Since you are dealing with correlation between two time series in this example, you do not want to simply rely on standard correlation measures, as these will not tell you anything about whether there is significance behind that correlation.
For this problem, I would be inclined to use cointegration to examine if there is a theoretically justified correlation between sales and COVID-19 cases.
Let's take an example using Python.
Two random arrays of numbers with mean = 100 and standard deviation = 10 are generated in Python.
mu_1, sigma_1 = 100, 10 # mean and standard deviation
mu_2, sigma_2 = 100, 10 # mean and standard deviation
data1 = np.random.normal(mu_1, sigma_1, 1000)
data2 = np.random.normal(mu_2, sigma_2, 1000)
Cointegration results are generated in Python using ts.coint:
>>> coin_result = ts.coint(data1, data2)
(-31.93013915989978, 0.0, array([-3.90743646, -3.34225305, -3.04869817]))
With a p-value of 0.0, this implies that the two series are perfectly cointegrated, which we would expect since they both follow a normal distribution and have the same mean and standard deviation. If the p-value were greater than 0.05, then the series is not indicated to be cointegrated at the 5% level of significance.
However, reality will be different, as two series never follow exactly the same distribution. Even if two series are cointegrated, it will never be perfect cointegration.
In your case, you could see if sales fluctuations and COVID-19 cases show cointegration. However, I would caveat that you should be using active cases instead of cases outright.

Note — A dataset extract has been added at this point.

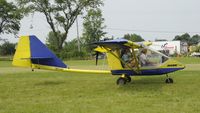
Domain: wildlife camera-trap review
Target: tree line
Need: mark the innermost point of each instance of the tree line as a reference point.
(60, 16)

This is because the total number of cases can never decrease, it can only increase or flatline. Given that you will inevitably see fluctuations in sales, then the vastly differing distributions will mean that your series will never be indicated as cointegrated - which may not be true in reality.
In terms of looking at sales in isolation, you could also use a Chow Test to examine for the presence of a structural break, i.e. if the series is significantly different before and after the outbreak.
To summarize, I would be inclined to:
Test for cointegration between active cases and sales
Of those segments that do show cointegration between active cases and sales:
a. Run a Chow test to see if there is a structural break between sales pre and post COVID-19
b. Compute descriptive statistics for sales across these two periods, e.g. average sales pre and post, standard deviation of sales pre and post, etc.
This way will likely give you better insights as opposed to simply relying on correlation measures, which are likely to be misleading for the reasons I have mentioned.